Corsair Vengeance K60 Mechanical Keyboard Review

by Jamie Fletcher on March 30, 2012 in Peripherals

When Corsair releases a new product line, it’s never for a “me too” reason. Instead, the company clearly strives to deliver interesting products that people, especially gamers, crave. The Vengeance line-up of keyboards and mice is no exception, and we’re kicking off our coverage of them with the K60 mechanical keyboard.

Cherry Keys and Final Thoughts

The vast majority of keyboards out in the wild use rubber dome keys. They’re simple, cheap, mass produced and just ‘work’. Keyboard breaks? Get a new one, without batting an eyelid. Rubber domes are one of the reasons we have $5 keyboards. They’re also the reason for a lot of RSI in the world.

As a rubber dome key ages, it becomes stiff. Pressing keys becomes harder, causing more strain on the fingers. The contacts also wear out and don’t register properly, meaning you have to press harder still.

For typists, rubber domes might as well be touch screens; even if you feel the dome connect, it may not register due to its spongy nature.
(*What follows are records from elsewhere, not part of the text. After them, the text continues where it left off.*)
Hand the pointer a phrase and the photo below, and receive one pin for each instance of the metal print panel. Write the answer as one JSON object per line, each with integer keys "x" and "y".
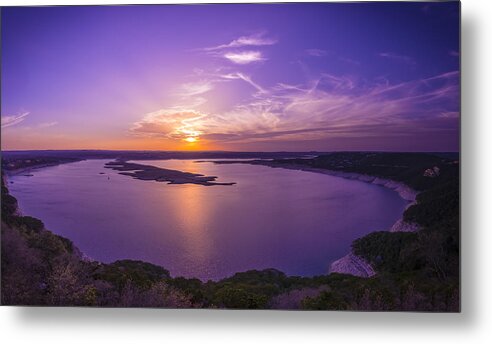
{"x": 249, "y": 156}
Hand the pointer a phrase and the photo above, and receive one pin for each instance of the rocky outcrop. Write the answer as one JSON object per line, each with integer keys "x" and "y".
{"x": 353, "y": 265}
{"x": 403, "y": 226}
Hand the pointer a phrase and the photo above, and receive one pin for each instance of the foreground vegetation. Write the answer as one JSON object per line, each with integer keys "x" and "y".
{"x": 416, "y": 271}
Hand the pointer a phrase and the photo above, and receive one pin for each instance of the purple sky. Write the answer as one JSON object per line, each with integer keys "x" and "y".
{"x": 297, "y": 77}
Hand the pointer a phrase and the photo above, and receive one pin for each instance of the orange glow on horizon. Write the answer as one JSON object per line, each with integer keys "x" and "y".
{"x": 191, "y": 139}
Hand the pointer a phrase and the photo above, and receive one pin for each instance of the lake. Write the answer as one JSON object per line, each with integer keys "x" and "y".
{"x": 294, "y": 221}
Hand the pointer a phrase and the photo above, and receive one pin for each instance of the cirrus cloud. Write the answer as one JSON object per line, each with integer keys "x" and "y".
{"x": 244, "y": 57}
{"x": 8, "y": 121}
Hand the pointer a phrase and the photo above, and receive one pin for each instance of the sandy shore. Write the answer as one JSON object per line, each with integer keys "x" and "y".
{"x": 351, "y": 263}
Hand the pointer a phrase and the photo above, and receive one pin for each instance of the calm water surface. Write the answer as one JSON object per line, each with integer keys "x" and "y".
{"x": 295, "y": 221}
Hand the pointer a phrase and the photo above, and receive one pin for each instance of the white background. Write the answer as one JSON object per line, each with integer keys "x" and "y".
{"x": 473, "y": 325}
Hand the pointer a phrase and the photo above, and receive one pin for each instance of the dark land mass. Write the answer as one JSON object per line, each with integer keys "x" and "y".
{"x": 146, "y": 172}
{"x": 416, "y": 271}
{"x": 9, "y": 156}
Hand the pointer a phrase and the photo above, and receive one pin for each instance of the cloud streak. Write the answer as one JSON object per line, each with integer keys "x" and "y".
{"x": 244, "y": 57}
{"x": 8, "y": 121}
{"x": 327, "y": 107}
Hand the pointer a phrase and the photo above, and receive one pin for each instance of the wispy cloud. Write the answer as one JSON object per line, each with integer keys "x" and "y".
{"x": 316, "y": 52}
{"x": 454, "y": 53}
{"x": 47, "y": 124}
{"x": 399, "y": 58}
{"x": 195, "y": 88}
{"x": 244, "y": 57}
{"x": 171, "y": 123}
{"x": 245, "y": 78}
{"x": 8, "y": 121}
{"x": 258, "y": 39}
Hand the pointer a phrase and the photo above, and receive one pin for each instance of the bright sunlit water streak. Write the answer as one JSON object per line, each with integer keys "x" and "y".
{"x": 295, "y": 221}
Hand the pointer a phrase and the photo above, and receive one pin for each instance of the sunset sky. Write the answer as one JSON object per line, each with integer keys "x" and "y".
{"x": 296, "y": 77}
For gamers, the key needs to be pressed all the way down for it to register… those are valuable milliseconds wasted and a perceived loss of reaction time.

Mechanical keys and the Cherry MX series have a highly-prized value amongst enthusiasts. They’re highly durable switches that change the way a standard keyboard both feels and performs. However, there are different types of mechanical switches, each with their own benefits and compromise. So to clear things up, I’ll give you a quick rundown of the different types and why Corsair has gone with the MX Red keys.
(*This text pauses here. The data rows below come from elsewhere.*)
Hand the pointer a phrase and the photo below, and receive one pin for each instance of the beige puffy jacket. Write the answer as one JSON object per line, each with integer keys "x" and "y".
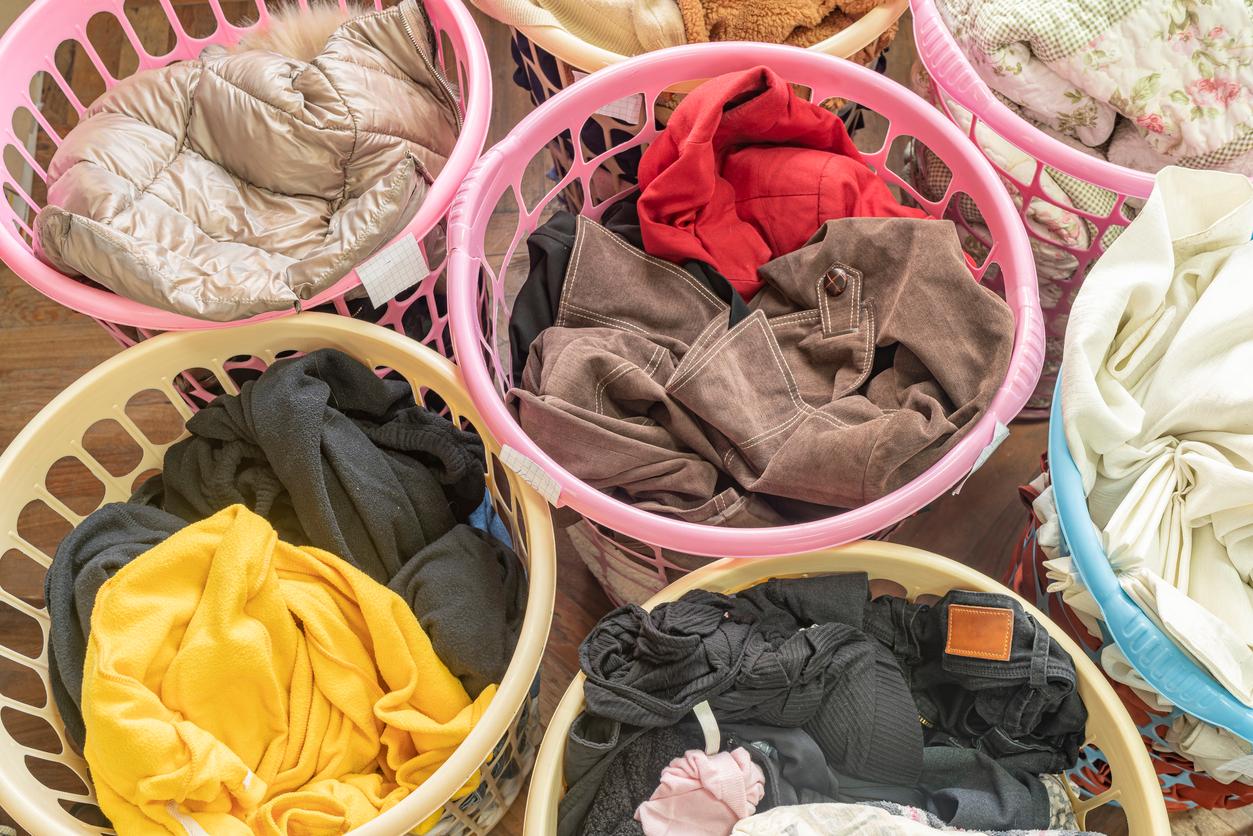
{"x": 247, "y": 181}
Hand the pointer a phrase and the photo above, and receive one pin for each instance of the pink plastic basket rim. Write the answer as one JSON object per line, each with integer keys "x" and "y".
{"x": 951, "y": 72}
{"x": 15, "y": 50}
{"x": 467, "y": 223}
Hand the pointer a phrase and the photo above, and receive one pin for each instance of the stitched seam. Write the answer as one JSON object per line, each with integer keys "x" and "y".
{"x": 570, "y": 273}
{"x": 771, "y": 433}
{"x": 830, "y": 419}
{"x": 654, "y": 361}
{"x": 783, "y": 370}
{"x": 703, "y": 342}
{"x": 618, "y": 371}
{"x": 667, "y": 266}
{"x": 795, "y": 317}
{"x": 607, "y": 320}
{"x": 712, "y": 352}
{"x": 178, "y": 152}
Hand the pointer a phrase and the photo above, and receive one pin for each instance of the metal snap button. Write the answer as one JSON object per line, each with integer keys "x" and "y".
{"x": 836, "y": 281}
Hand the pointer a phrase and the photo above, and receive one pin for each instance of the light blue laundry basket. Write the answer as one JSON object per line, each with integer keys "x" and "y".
{"x": 1150, "y": 652}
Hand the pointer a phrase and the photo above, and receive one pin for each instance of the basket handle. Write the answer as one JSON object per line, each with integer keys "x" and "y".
{"x": 960, "y": 79}
{"x": 1024, "y": 379}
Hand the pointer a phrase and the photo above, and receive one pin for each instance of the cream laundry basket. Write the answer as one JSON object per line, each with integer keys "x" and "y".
{"x": 1134, "y": 785}
{"x": 94, "y": 441}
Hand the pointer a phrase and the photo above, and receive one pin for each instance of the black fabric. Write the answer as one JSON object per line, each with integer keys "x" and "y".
{"x": 332, "y": 456}
{"x": 630, "y": 778}
{"x": 1025, "y": 712}
{"x": 971, "y": 791}
{"x": 549, "y": 250}
{"x": 90, "y": 554}
{"x": 833, "y": 681}
{"x": 822, "y": 706}
{"x": 469, "y": 593}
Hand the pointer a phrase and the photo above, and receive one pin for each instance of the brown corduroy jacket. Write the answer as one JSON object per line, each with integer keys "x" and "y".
{"x": 868, "y": 354}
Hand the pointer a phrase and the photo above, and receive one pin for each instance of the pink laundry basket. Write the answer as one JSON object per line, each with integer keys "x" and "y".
{"x": 632, "y": 552}
{"x": 1110, "y": 192}
{"x": 60, "y": 54}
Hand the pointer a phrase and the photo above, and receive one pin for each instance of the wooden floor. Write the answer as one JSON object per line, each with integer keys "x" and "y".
{"x": 44, "y": 347}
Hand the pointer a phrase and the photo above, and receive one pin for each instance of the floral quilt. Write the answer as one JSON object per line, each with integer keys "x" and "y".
{"x": 1179, "y": 70}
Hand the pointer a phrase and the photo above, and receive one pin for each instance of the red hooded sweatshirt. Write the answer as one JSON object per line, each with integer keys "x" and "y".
{"x": 746, "y": 171}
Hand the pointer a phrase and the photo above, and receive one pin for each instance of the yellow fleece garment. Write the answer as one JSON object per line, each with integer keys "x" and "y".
{"x": 243, "y": 684}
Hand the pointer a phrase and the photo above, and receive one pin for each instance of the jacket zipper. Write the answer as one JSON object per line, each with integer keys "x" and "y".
{"x": 445, "y": 85}
{"x": 441, "y": 82}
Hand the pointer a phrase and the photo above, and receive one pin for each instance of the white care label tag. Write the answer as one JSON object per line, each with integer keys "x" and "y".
{"x": 392, "y": 271}
{"x": 531, "y": 474}
{"x": 999, "y": 435}
{"x": 627, "y": 109}
{"x": 708, "y": 726}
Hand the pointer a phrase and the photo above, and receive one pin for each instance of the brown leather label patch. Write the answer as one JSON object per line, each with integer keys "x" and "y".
{"x": 980, "y": 632}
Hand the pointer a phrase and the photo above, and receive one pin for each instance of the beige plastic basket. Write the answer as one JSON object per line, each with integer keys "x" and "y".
{"x": 1109, "y": 727}
{"x": 578, "y": 54}
{"x": 108, "y": 431}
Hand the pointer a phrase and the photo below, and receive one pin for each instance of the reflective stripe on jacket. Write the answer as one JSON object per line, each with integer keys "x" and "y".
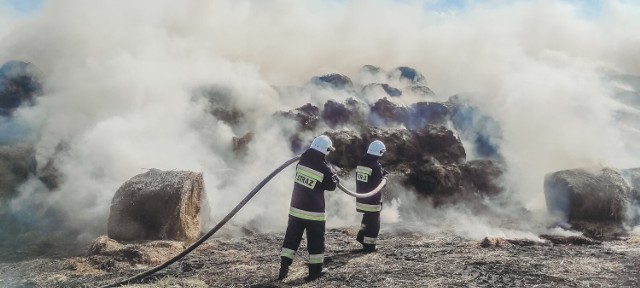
{"x": 368, "y": 177}
{"x": 313, "y": 177}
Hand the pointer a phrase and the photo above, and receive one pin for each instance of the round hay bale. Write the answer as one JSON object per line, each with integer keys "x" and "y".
{"x": 596, "y": 195}
{"x": 157, "y": 205}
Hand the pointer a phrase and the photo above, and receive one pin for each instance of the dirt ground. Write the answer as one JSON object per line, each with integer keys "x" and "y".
{"x": 404, "y": 259}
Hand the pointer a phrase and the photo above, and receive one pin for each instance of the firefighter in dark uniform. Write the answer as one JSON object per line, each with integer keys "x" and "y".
{"x": 313, "y": 177}
{"x": 369, "y": 174}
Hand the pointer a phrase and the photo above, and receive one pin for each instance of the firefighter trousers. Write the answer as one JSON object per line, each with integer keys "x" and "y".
{"x": 293, "y": 237}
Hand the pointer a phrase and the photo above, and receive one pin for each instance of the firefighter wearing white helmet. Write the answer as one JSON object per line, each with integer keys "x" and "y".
{"x": 369, "y": 174}
{"x": 313, "y": 177}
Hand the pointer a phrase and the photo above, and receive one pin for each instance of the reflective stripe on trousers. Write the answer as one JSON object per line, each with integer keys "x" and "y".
{"x": 289, "y": 253}
{"x": 369, "y": 240}
{"x": 316, "y": 258}
{"x": 368, "y": 207}
{"x": 307, "y": 215}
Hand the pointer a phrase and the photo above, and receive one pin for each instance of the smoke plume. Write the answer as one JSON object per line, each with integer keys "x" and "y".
{"x": 120, "y": 79}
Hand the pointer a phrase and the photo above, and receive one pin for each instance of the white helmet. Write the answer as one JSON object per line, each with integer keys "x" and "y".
{"x": 376, "y": 148}
{"x": 323, "y": 144}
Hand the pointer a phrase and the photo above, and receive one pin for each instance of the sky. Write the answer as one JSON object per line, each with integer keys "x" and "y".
{"x": 121, "y": 76}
There are 4 switch types in the Cherry range, going from Blue, Brown, Black and Red. Blue and Brown are the traditional non-linear ‘typist’ switches which have the mid-way ‘bump’ for feedback’. Brown is the lighter switch of the two, requiring less pressure to activate. Blue has the very audible ‘click’ (popular with typists, not for coworkers). Black and Red keys are linear in their action, so feedback is minimal and no bump to overcome before activation. Black keys are stiffer and cheaper, while Red requires the least effort to push. So for gaming, the ‘best’ switch is Red, due to no feedback, linear and minimal activation – but they’re rare in a full keyboard and cost a bit more too.
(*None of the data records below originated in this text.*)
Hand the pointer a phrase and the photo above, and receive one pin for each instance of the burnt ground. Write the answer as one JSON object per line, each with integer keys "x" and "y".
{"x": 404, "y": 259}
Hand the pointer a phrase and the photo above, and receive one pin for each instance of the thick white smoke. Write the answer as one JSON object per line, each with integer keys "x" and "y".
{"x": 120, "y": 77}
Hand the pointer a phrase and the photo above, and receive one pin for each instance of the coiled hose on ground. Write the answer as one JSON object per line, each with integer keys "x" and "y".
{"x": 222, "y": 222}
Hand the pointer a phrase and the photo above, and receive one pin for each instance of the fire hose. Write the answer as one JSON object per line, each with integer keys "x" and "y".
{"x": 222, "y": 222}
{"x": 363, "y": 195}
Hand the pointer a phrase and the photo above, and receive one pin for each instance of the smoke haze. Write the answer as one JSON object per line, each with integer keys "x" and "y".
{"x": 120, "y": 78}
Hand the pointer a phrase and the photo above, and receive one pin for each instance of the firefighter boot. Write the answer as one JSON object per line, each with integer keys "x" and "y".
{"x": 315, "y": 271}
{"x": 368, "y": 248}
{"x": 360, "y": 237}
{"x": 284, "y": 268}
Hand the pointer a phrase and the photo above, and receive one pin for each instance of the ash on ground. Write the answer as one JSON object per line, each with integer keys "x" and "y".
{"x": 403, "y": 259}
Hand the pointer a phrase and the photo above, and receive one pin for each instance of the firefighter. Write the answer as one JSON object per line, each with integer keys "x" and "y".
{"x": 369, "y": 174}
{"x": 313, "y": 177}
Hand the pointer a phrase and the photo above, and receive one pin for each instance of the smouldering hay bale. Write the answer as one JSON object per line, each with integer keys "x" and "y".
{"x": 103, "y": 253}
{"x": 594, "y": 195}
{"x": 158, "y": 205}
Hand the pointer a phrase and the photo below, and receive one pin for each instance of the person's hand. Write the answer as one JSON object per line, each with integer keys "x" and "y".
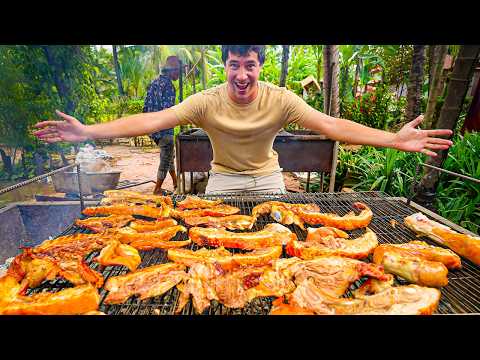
{"x": 70, "y": 129}
{"x": 409, "y": 138}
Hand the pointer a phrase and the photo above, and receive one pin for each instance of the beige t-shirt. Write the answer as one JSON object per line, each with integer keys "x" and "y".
{"x": 242, "y": 135}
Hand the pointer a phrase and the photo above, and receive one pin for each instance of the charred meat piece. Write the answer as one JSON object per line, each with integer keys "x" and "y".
{"x": 415, "y": 269}
{"x": 147, "y": 226}
{"x": 318, "y": 245}
{"x": 224, "y": 258}
{"x": 101, "y": 224}
{"x": 126, "y": 196}
{"x": 142, "y": 210}
{"x": 145, "y": 283}
{"x": 400, "y": 300}
{"x": 463, "y": 244}
{"x": 218, "y": 210}
{"x": 71, "y": 301}
{"x": 154, "y": 239}
{"x": 194, "y": 202}
{"x": 117, "y": 253}
{"x": 231, "y": 222}
{"x": 349, "y": 221}
{"x": 284, "y": 213}
{"x": 271, "y": 235}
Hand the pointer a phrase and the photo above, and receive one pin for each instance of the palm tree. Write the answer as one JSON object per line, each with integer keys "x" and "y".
{"x": 437, "y": 81}
{"x": 330, "y": 73}
{"x": 284, "y": 72}
{"x": 450, "y": 112}
{"x": 414, "y": 90}
{"x": 117, "y": 70}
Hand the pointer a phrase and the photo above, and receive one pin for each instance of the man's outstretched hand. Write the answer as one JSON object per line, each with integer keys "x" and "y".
{"x": 409, "y": 138}
{"x": 70, "y": 129}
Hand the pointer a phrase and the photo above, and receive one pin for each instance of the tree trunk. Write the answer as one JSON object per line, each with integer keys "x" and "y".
{"x": 63, "y": 89}
{"x": 284, "y": 72}
{"x": 117, "y": 71}
{"x": 357, "y": 77}
{"x": 456, "y": 91}
{"x": 436, "y": 84}
{"x": 414, "y": 90}
{"x": 204, "y": 69}
{"x": 7, "y": 162}
{"x": 330, "y": 73}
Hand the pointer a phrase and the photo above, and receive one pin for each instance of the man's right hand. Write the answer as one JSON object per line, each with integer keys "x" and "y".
{"x": 70, "y": 129}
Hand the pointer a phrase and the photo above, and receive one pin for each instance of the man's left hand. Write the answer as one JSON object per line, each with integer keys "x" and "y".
{"x": 409, "y": 138}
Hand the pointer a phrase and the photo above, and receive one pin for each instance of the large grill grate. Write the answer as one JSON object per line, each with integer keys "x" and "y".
{"x": 462, "y": 295}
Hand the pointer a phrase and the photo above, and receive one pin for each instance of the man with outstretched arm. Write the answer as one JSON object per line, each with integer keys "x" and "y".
{"x": 242, "y": 118}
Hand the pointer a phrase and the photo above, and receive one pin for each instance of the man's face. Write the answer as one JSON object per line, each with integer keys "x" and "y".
{"x": 242, "y": 76}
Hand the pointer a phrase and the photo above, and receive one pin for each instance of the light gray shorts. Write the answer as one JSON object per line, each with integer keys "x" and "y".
{"x": 223, "y": 182}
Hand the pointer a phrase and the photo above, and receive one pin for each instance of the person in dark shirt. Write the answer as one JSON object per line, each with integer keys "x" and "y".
{"x": 161, "y": 95}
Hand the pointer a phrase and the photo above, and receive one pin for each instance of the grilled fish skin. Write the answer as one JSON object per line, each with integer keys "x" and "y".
{"x": 101, "y": 224}
{"x": 146, "y": 283}
{"x": 412, "y": 268}
{"x": 231, "y": 222}
{"x": 194, "y": 202}
{"x": 315, "y": 245}
{"x": 271, "y": 235}
{"x": 349, "y": 221}
{"x": 463, "y": 244}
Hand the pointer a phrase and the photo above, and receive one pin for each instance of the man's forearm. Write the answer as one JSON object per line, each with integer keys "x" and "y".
{"x": 350, "y": 131}
{"x": 134, "y": 125}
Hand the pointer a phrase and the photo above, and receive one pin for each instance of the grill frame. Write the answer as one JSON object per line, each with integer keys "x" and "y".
{"x": 460, "y": 296}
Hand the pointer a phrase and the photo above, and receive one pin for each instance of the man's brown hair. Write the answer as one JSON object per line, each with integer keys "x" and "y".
{"x": 243, "y": 50}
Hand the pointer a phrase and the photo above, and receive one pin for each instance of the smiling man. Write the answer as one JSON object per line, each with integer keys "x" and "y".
{"x": 242, "y": 118}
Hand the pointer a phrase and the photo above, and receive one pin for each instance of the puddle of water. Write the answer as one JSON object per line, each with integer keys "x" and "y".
{"x": 25, "y": 193}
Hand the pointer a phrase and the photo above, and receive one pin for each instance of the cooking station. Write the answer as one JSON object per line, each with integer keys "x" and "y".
{"x": 460, "y": 296}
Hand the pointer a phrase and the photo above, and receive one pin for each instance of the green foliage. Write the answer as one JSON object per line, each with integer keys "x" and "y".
{"x": 380, "y": 109}
{"x": 457, "y": 199}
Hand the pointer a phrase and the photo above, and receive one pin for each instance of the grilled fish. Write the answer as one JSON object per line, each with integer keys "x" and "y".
{"x": 194, "y": 202}
{"x": 116, "y": 253}
{"x": 101, "y": 224}
{"x": 349, "y": 221}
{"x": 271, "y": 235}
{"x": 463, "y": 244}
{"x": 317, "y": 245}
{"x": 231, "y": 222}
{"x": 146, "y": 283}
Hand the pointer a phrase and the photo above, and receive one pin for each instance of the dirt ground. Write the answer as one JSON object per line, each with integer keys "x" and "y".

What Corsair has done then is bring a very rare switch type to the market while keeping the price and feature set very competitive. Though, as we’ll find out later, “best for gaming” is not “best all round”. So with a little clarity on the switch types, let’s get back to the K60.

Corsair Vengeance K60 KeyboardCorsair Vengeance K60 Keyboard

The replaceable keys that come with the K60 are rubberized, textured (faint diamond pattern) and contoured. W, A, D, 1 and 6 all have lips on their edges for easier finger placement, and they do their job well. But the same contour and lips do pose a small issue when typing, and it does take a little getting used to them at first. If you look at the next photo though, something else does seem at odds.

Corsair Vengeance K60 Keyboard

Notice something missing? No? Look closer. There are no symbol markings on the numbers. Now, if you’re a regular typist, this is not a major issue, you’ll know the symbols off by heart. It’s those unfamiliar who will inevitably stumble trying to find # or %, at least corrections a few backspaces away.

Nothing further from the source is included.